Just read an article on Yahoo Sports about the Sean Avery thing, and I have to agree that it is hypocritical of the Stars and the NHL to can Avery for his remarks but let Bertuzzi continue to play instead of being forced to clean Steve Moore's house for the rest of his life.

Avery was crude, and I know he has a history of stupid stuff. But Bertuzzi ended a man's career and nearly ended his life. Bertuzzi also has a history—of unnecessary violence. Avery hurt his team and I suppose made the league look bad. Bertuzzi did not even finish the punishment handed down by the league. Some say what Bertuzzi did was just part of hockey. Not really. There are clear lines and Bertuzzi crossed them. The lines for free speech Avery crossed concern taste and appropriateness.
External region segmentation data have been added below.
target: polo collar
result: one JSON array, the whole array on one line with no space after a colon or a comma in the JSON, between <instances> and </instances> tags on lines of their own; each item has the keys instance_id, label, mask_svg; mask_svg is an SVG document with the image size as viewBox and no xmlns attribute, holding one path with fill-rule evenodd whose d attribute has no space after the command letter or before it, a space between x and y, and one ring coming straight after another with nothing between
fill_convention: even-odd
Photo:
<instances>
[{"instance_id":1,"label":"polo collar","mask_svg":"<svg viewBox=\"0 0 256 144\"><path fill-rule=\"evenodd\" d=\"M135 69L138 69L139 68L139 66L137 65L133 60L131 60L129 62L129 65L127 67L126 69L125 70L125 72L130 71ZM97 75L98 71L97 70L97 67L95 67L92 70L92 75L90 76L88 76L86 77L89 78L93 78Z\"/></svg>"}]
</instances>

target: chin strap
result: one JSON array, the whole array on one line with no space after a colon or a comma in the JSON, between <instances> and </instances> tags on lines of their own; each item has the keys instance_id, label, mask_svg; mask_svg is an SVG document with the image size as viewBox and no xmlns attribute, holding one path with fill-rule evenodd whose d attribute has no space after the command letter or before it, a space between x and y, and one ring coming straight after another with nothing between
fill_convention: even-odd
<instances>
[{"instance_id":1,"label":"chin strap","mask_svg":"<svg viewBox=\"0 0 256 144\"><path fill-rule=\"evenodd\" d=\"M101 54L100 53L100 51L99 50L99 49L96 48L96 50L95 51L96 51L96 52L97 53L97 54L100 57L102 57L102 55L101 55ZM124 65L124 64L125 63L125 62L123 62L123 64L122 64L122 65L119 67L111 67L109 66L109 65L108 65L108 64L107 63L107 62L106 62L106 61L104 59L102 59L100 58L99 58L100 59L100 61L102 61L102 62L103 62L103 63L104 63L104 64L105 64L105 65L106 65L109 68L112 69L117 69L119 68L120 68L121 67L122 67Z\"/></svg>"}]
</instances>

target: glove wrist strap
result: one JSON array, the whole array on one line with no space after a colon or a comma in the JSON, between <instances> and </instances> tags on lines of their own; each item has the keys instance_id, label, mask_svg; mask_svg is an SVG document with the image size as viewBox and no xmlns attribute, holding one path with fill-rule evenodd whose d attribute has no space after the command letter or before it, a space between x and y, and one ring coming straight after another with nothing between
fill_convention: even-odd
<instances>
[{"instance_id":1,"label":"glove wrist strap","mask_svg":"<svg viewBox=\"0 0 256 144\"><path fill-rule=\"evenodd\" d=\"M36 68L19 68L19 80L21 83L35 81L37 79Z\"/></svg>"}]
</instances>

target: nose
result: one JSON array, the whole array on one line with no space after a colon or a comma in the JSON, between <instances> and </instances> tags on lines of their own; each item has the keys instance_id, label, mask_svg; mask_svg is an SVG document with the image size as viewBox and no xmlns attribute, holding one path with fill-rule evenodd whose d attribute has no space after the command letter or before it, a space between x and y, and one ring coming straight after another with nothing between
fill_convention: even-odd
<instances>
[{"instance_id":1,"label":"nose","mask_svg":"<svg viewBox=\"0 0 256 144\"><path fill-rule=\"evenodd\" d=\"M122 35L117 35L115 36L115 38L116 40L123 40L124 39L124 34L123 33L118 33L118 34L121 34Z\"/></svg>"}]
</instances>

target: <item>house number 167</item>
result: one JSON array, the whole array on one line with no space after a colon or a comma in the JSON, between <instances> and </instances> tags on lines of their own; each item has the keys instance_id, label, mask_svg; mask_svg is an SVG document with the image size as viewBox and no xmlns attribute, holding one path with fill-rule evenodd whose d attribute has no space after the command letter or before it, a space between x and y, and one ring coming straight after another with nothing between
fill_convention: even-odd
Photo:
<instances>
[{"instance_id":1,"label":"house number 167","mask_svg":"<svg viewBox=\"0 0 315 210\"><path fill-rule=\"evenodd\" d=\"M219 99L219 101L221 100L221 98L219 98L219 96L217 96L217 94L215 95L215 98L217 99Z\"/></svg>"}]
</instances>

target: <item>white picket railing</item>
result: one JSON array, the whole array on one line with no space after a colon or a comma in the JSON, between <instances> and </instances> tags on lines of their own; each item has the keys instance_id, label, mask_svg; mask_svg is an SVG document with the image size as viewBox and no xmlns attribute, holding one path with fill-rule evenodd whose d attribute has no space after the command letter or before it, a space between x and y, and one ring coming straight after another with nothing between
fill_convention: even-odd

I’m sure Avery will go to rehab and get back on another team—next year. But this still seems more than a little unfair. Bettman has only proven he can pull in accomplices to his continued foolishness. It is clear Bettman was just waiting for Avery to do something he could punish him for. The Stars, I’m trying to believe, had to do something their wayward player’s actions. But they have let me down, not only on the ice, but in this matter as well.

Tuesday, December 02, 2008

BCS Crap!

Every year the powers that be in semi-pro sports, otherwise known as College Football in the Fall, prove more and more to me that the BCS is a load of crap designed only to keep a handful of good old boys at work living with little fantasies.

This time we get to add to silly rules that actually use the BCS rankings to determine who wins a division. Isn't this circular reasoning? In the Big 12, we have people not involved in the games, instead of the games themselves, deciding who wins a division.

You cannot convince me that the system would ever have been fair to Texas Tech. In this system, as I get told often, it is when a team loses that matters. That seems to be why Oklahoma goes to the Big 12 title game despite losing to Texas. But it doesn't matter at all for Texas Tech. Consider that both Texas and Oklahoma have a shot with one loss, but the only way Texas Tech would have been able to go to the Big 12 title game and eventually to the National Championship would be for them to go undefeated.

All season I hear about undefeated teams getting the shot, but when certain teams lose, if they lose at the right time, they get a chance. Most other teams lose once, and they are out. And under the current system, Texas Tech cannot even go to a major bowl with their ONE LOSS.

Horse crap! Well, maybe not. Horse crap smells better than this system does.